En l’espèce, il résulte des pièces versées aux débats que le litige au fond porte sur la responsabilité de la société Banque Internationale à Luxembourg pour manquement à son devoir de mise en garde et que la Cour de cassation est actuellement saisie d’un pourvoi concernant le prêt litigieux.
Il n’est ni contesté ni contestable que la décision qui sera prise par la Cour de cassation est susceptible d’influencer la présente procédure.
Par conséquent, il convient de faire droit à la demande de sursis à statuer dans l’attente de la décision de radiation à intervenir, ou à défaut, dans l’attente de la décision statuant sur le fond.
Il convient en outre de dire que l’instance reprendra son cours à l’initiative de la partie la plus diligence à l’issue du sursis.

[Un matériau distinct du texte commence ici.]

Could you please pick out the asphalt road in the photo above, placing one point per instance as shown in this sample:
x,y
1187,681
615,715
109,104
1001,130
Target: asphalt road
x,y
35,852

3. Sur les dépens et les frais irrépétibles
Les demandes formées au titre des frais irrépétibles et des dépens sont réservées.
PAR CES MOTIFS
Le Juge de la Mise en Etat, par ordonnance contradictoire, mise à disposition au greffe, susceptible d’appel dans les conditions de l’article 380 du code de procédure civile pour le sursis à statuer,
REJETONS la fin de non recevoir tirée de l’autorité de la chose jugée de l’arrêt rendu par la Cour d’appel de Nîmes le 16 mai 2024 soulevée par M. [S] [F], Mme [W] [F] et la société Fanny ;
ORDONNONS le sursis à statuer dans la présente instance dans l’attente de la décision de la Cour de cassation à intervenir ordonnant la radiation du pouvoir n°Q2417635, ou à défaut, statuant sur le fond du litige ;
DISONS que l’instance reprendra son cours à l’initiative de la partie la plus diligence à l’issue du sursis ;
RESERVONS les demandes au titre des frais irrépétibles et des dépens.